Rain has decimated many crops through either downgrading the quality of grain and fruit at harvest or hail damage from intense storms.
The emotional and financial toll from this could see farmers walk off the land, it is that serious.
The chances are that as you read this rain will be belting down on your roof.
After years of drought it is still a fantastic sound.
But not in the middle of the grain, fruit and hay harvest.
For grain crops to be harvested they must be bone dry.
If rain hits at the point of harvest, which is occurring now, then the grain will either rot or become unsuitable for human consumption.
And that means little or no income for growers.
It is the same with fruit. Warm, wet weather can lead to fruit splitting and rotting before it can be picked.
It is estimated that up to $2.1 billion has been wiped from grain growers' income in NSW and Queensland. And that is not counting the damage expected across Victoria this week.

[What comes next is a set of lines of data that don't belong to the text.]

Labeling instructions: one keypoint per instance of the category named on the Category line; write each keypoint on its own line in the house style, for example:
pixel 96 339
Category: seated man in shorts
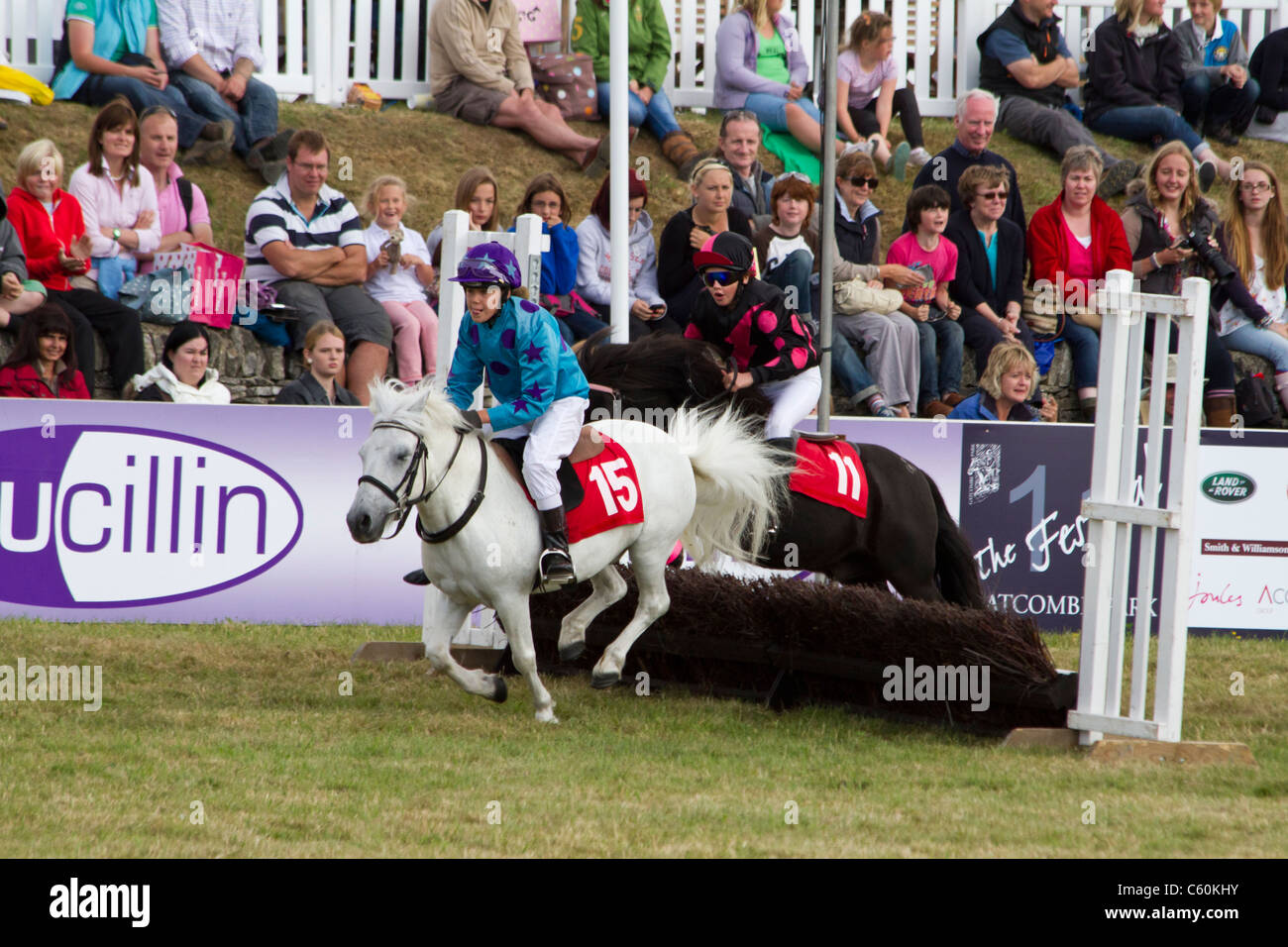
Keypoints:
pixel 480 72
pixel 305 240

Victorian Agriculture Minister Peter Walsh didn't mince words: ``If we get the rain they've forecast on Wednesday (yesterday), then it will be a disaster,'' he told The Weekly Times.
What makes this episode heartbreaking was that growers were on the cusp of their rotten luck finally changing.
After years of few crops because of drought, they were on track for a bumper harvest.
And it was not as if they were looking to make a large profit to splash on new cars or holidays.
But now, as one farm leader described it, they are ``about to clutch defeat from the jaws of victory''.
The focus now turns to governments and the banks.
Pressure is building on the Federal Government to extend its exceptional circumstances spending, switching from drought assistance to rain assistance.
Consider the cruel irony that farmers will go from receiving aid because of a lack of rain to suddenly needing further help because of too much rain.
Even stranger would be a federal government helping West Australian farmers amid their worst drought, and east coast farmers battling a downpour.
As for the banks, there have been a remarkably low number of forced farm sales during the drought, with all the major banks allowing their farm customers to go into debt to stay afloat.
But, as we know with banks, at the end of the day they will want to recoup their losses.
Some banks may have looked at the bumper forecasts for this season and built that into their projected profits.
The logical conclusion would be that farmers may be forced to walk off the land.
Which brings us to the emotional toll of this rain.
There is a view the effect of this rain on some farming families could be greater than years of drought.
To have a record harvest at their fingertips, then to see it wash away, could be diabolical.
How cruel that the rain that was to save them could now devastate them.